It would be nice to be able to view Giro as anomalous—an isolated backwater where the surge failed. But the security situation throughout much of Afghanistan stands in stark relief to President Obama’s characterization of victory. This November, the most recent month for which statistics are available, the number of insurgent-initiated attacks was significantly higher than in November 2009, the month before Obama announced the surge. And recently, an exhaustive analysis of available data—including the metrics used to justify claims of progress—led The Long War Journal to conclude that “the overall level of violence in Afghanistan remains much worse today than it was prior to the surge.” Meanwhile, a wave of “insider-attacks,” perpetrated by members of the Afghan security forces, has killed 60 coalition troops this year (compared with 35 last year). Leon Panetta has described these killings as “kind of a last-gasp effort” of the Taliban to resist their inevitable demise. He also remarked, “It’s near the end of their effort to really fully fight back.” It’s hard to say which is worse: our president and defense secretary deliberately misrepresenting the situation in Afghanistan to such a degree, or our president and defense secretary genuinely misunderstanding it to such a degree.

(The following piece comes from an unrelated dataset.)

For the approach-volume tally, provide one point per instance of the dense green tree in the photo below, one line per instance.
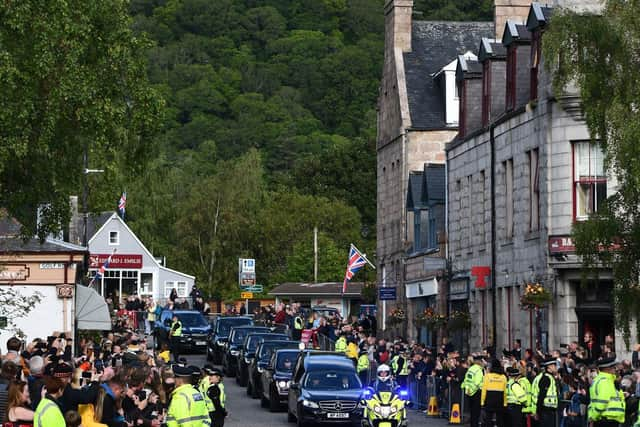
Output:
(72, 79)
(594, 56)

In November, the Airborne & Special Operations Museum in Fayetteville, North Carolina, hosted a memorial ceremony for Dustin Gross, Chase Marta, and Jacob Schwallie. All of Charlie Troop, including Griffis, Moe, and Rogers, attended. I talked to Rogers by phone a few days later. When I told him that the Americans had pulled out of Giro, he seemed surprised. “They can’t survive there on their own,” Rogers said of the Afghan soldiers and police who were left behind. “They absolutely cannot survive.”